Como una ráfaga potente que aturde un poco, como un destello breve que embota la cabeza, siento que llega la marea de las palabras. Dormido o despierto, tomando café o conduciendo, no puedo quitármelas de la cabeza. Todo lo que miro, todo lo que hago, las aumenta y las hace más potentes.

Allá donde desvié la mente están ellas, esperando, acechando como lobos para no permitirme ninguna distracción del proceso. Se presentan sin avisar y me sorprenden a cualquier hora.

No puedo retrasar el efecto, una fuerza interior me obliga a pensar con los dedos y a buscar con ansia indefinida un teclado o un papel. La tinta se abre paso con un caudal inconstante, mientras me resuenan en el interior vocablos vacíos que yo mismo relleno.

Jamás distingo si voy hacia delante o hacia atrás. Sólo sé que escribo, de costado a costado, palabras prestadas durante un instante. Alguien me las dicta, alguien que no soy yo. O si lo soy, debo reconocer que no me reconozco.

Llegan como pegotes, sin forma, y me van dejando residuos en las manos. Me manchan de mundo, a mí, que vivo en las nubes…

Lo subo todo, con cuidado para que no resbale, al torno que espera impaciente y blanco —tantas veces amigo, tantas otras adversario—, mientras intento averiguar qué mensaje me traen encriptado y de qué mundo. Descifro lo que puedo, siempre inseguro del resultado, y compongo un poco el cuadro que me sale.

Algunas veces —eso presiento— sé que te devuelvo el mensaje completo, que eras tú la voz que me dictaba en la distancia. Pero otras, no sé… Hay muchas otras veces que no me entiendes, que no te entiendo, que no puedes hacer tuyas mis palabras.

Entonces pasas de puntillas por el texto, ni frío ni calor, pensando en que puede haber otros labios escondidos. O que me afecta el otoño y me estoy volviendo cursi. Y yo me defiendo, a veces, con la máscara del humor y, a veces, trascendiendo un poco sobre un argumento fútil.

Y todo para confesarte —por si aún no te habías dado cuenta a estas alturas—, que no sé escribir como yo desearía, ni como tú quisieras. Que sólo escribo como puedo, como me sale, como yo mismo me dejo; con el único sustento razonable de que tú sí sepas leerme como quiero.

Aunque siempre arrastro esta impresión, impresa y triste, de que nunca he sabido decirte lo que te digo.

Ese tipo que dices

Si es que insistes en ir adivinándolo todo, en acercarte al espejo con el radar encendido, con los ojos detrás de la lupa extendida en busca de indicios.

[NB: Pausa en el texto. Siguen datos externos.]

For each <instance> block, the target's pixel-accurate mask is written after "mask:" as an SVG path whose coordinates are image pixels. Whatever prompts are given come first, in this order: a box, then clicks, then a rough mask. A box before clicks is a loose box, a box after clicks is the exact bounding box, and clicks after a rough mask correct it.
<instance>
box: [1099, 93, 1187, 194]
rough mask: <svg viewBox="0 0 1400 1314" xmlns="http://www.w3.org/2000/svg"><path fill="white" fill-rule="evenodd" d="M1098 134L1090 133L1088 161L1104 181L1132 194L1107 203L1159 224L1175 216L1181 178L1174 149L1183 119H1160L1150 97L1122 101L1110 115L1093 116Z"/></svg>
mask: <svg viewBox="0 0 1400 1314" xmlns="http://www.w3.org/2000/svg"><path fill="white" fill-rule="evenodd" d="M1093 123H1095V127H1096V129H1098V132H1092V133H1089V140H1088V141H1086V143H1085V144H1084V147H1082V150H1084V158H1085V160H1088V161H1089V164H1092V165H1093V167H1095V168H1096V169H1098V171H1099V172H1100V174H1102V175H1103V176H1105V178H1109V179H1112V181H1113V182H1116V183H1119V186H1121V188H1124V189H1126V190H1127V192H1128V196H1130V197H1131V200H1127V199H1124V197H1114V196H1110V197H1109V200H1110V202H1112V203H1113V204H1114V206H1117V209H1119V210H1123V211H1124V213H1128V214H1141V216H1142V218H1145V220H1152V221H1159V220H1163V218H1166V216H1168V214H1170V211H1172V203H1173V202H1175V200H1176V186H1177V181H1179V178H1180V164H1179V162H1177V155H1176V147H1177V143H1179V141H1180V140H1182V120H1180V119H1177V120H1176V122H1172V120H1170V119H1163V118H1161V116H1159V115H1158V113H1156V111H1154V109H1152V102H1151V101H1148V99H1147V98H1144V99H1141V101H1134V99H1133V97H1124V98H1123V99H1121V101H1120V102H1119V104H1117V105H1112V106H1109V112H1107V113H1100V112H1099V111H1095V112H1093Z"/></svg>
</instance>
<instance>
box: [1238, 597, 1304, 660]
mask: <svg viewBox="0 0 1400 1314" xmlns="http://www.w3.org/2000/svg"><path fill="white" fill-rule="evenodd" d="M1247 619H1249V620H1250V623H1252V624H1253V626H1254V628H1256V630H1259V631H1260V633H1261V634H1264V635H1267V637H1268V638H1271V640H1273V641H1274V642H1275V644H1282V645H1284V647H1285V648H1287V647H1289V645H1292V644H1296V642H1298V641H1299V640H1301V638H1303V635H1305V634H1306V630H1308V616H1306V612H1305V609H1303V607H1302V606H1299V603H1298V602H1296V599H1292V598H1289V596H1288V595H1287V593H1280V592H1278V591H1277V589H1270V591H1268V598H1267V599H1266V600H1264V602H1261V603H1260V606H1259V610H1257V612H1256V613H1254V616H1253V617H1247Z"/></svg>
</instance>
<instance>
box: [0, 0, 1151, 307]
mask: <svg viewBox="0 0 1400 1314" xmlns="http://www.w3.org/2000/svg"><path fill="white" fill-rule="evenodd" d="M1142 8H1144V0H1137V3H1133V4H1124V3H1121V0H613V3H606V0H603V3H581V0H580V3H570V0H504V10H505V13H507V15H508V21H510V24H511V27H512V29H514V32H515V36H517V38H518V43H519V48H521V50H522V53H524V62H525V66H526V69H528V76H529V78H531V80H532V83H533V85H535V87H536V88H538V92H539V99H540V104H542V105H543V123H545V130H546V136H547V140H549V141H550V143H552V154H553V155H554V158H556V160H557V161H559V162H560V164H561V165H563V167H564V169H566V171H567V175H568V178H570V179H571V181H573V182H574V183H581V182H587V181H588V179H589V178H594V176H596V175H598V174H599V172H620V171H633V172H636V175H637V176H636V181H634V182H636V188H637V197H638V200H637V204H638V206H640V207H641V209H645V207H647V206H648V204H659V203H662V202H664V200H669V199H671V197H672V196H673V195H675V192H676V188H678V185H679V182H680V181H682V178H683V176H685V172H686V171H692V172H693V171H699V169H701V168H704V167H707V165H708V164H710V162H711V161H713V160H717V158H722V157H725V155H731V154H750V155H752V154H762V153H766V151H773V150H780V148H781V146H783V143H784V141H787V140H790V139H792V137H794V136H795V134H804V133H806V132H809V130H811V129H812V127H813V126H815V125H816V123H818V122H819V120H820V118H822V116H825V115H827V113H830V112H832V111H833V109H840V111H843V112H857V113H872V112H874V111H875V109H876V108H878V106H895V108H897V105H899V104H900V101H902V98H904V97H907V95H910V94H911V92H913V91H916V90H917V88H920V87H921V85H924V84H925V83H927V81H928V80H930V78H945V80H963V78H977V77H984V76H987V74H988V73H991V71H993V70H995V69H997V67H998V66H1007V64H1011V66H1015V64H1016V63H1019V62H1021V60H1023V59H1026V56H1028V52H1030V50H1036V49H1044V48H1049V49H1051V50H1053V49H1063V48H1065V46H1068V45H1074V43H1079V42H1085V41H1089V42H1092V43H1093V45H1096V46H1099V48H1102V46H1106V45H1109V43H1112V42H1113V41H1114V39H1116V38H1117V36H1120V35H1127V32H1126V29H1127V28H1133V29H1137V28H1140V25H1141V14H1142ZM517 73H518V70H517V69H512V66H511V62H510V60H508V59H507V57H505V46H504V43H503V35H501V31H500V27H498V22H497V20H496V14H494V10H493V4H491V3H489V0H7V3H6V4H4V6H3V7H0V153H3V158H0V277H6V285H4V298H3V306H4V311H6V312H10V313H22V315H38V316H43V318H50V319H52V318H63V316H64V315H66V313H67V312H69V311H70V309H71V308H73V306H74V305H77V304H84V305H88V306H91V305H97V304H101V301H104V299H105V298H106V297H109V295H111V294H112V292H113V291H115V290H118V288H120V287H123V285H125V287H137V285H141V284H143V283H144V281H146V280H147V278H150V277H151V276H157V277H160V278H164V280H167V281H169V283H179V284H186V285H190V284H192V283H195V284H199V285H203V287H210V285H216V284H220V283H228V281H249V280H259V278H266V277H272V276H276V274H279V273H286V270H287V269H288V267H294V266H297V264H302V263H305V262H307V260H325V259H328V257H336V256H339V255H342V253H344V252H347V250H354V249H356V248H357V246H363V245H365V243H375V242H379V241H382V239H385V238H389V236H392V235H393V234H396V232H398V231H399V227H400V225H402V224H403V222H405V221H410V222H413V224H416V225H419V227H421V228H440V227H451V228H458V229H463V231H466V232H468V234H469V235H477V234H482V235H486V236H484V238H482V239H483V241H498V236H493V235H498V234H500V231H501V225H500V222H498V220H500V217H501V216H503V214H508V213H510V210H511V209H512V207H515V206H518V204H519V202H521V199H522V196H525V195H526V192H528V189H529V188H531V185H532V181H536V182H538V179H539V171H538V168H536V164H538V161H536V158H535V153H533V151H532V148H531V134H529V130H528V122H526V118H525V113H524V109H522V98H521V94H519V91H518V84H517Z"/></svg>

No dejas de querer mirar adentro, no haces más que toquetearme las rimas y las letras para dejarlas desordenadas y patas arriba, como si, cuando te llevas el ojo, les dejaras pasar el huracán por encima.

Eso te pasa por estrujar las palabras, por hacerles cosquillas para que confiesen todos los secretos que albergan. Por intentar convencerlas, en voz alta, de que prolonguen el eco de lo que piensas.

Mira que te advertí que el peligro de que te escribieras en mis renglones, era que acabarías congeniando con mi semántica. Que me arrancarías la piel de las metáforas a jirones mientras te da por predecir lo impredecible.

Eso te pasa por leerme, por leerme así, con los ojos condescendientes y la imaginación encendida. Por leerme como costumbre y como manía. Pero lo grave no eso, que sólo es un efecto —posiblemente pasajero— no tan increíble de un cierto exceso de palabras fermentadas en el pensamiento.

No. Lo lamentable de tu descuido, lo impactante de tu desliz, no es que me inventes a tu medida como, por otra parte, yo también te invento a ti, como todos nos inventamos, unos a otros, a la más mínima ocasión. Lo peor, es que hay muchas veces, muchas, en las que quisiera parecerme, un poco, a ese tipo que dices que parece que siempre escribiera para ti.

Y añado un deseo de última hora, fugaz e incontrolado, que se me acaba de ocurrir: ¿Querrías, al menos, tú parecerte, un poco, a esa persona que digo que parece que siempre leyera para mí?

Sería fantástico que alguna vez pudiéramos ser tal y como alguien nos ha imaginado.